From the Washington Post, philosopher Kwame Anthony Appiah on “fairness” and policy:
In the 1970s, the Nobel Prize-winning economist Thomas Schelling used to put some questions to his students at Harvard when he wanted to show how people’s ethical preferences on public policy can be turned around. Suppose, he said, that you were designing a tax code and wanted to provide a credit — a rebate, in effect — for couples with children. (I’m simplifying a bit.) In a progressive tax system such as ours, we try to ease the burden on the less well off, so it might make sense to adjust the child credit accordingly. Would it be fair, do you think, to give poor parents a bigger credit than rich parents? Schelling’s students were inclined to think so. If the credit was going to vary with income, it seemed fair to award struggling families the bigger tax break. It would certainly be unfair, they agreed, for richer families to get a bigger one.
Then Schelling asked his students to think about things in a different way. Instead of giving families with children a credit, you’d impose a surcharge on couples with no children. Now then: Would it be fair to make the childless rich pay a bigger surcharge than the childless poor? Schelling’s students thought so.
But — hang on a sec — a bonus for those who have a child amounts to a penalty for those who don’t have one. (Saying that those with children should be taxed less than the childless is another way of saying that the childless should be taxed more than those with children.) So when poor parents receive a smaller credit than rich ones, that is, in effect, the same as the childless poor paying a smaller surcharge than the childless rich. To many, the first deal sounds unfair and the second sounds fair — but they’re the very same tax scheme.

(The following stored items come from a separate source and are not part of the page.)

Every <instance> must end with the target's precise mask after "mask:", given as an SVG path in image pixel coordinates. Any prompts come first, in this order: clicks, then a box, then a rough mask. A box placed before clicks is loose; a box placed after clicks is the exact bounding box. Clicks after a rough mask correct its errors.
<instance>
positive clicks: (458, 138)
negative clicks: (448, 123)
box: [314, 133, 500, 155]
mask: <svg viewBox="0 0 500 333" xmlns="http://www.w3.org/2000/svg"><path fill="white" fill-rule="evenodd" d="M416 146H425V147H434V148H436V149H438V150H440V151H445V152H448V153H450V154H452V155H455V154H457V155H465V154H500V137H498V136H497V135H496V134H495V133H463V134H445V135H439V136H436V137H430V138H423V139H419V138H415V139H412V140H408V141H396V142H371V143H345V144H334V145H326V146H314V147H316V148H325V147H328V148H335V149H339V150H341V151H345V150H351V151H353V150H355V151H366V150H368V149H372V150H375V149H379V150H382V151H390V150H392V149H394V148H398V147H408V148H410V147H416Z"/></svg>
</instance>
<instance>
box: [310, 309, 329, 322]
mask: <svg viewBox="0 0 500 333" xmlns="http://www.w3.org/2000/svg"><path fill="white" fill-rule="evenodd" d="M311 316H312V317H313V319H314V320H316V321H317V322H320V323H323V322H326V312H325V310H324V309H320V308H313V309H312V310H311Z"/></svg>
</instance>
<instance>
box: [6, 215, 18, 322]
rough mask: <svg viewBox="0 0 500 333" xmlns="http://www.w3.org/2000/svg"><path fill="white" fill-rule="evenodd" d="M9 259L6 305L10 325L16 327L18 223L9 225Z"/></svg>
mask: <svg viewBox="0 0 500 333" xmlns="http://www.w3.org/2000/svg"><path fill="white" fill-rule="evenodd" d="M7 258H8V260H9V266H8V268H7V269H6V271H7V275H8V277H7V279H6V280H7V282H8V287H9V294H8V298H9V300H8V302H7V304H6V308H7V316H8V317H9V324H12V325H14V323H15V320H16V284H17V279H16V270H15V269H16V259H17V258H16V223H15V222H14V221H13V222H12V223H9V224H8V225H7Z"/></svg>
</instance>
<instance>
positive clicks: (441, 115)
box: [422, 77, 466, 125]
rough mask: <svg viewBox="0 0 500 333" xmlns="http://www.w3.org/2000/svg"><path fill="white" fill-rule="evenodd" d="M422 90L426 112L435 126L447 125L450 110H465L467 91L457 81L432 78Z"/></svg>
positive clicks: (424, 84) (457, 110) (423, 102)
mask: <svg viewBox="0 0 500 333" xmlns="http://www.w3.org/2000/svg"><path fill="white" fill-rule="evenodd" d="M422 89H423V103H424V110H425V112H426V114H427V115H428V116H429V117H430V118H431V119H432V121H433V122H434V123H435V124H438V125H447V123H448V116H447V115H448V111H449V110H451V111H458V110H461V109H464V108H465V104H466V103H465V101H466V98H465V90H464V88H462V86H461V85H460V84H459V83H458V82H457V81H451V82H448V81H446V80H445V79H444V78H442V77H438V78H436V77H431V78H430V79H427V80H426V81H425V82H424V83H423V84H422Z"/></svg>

Somehow this seems very relevant to current discussions of government-sponsored maternity and paternity leave (and probably for a ton else). Let’s face it, any payments for this are a redistribution from households without children (or who have already had them) to households about to have them. [It is exactly like the baby bonus that way]. However, it is also a means of allowing non-market equations to enter into decisions both to have children and how to care for them initially. In that respect, requirements that employers provide such entitlements are no different from requirements for any kind of leave. (I have written about what that means here).
And then, finally, that debate also involves consideration that maternity and paternity leave requirements or payments to those on high income should be less than those on low income; even though this directly conflicts with the baseline idea of a goal of parental involvement, initially, in child rearing.
I am going to have to come back to this issue — I haven’t thought about it enough to be either concrete or coherent yet and it seems that it is too bound up with taxation and employment policy perhaps to ever be so. But, if the goal is to subsidise by more than market incentives parental involvement in the first year of a child’s life, (that is a big ‘if’) then to ensure that this subsidy is of maximal effect (although that might not be reasonable), then the starting principle would have to be that each child comes with them a dollar payment, contingent on parental involvement (and the degree of it) for the first year of life. Fairness considerations would need to take a back seat. And if you focus on what is fair to the child rather than fair to the family, things might be easier to sort out.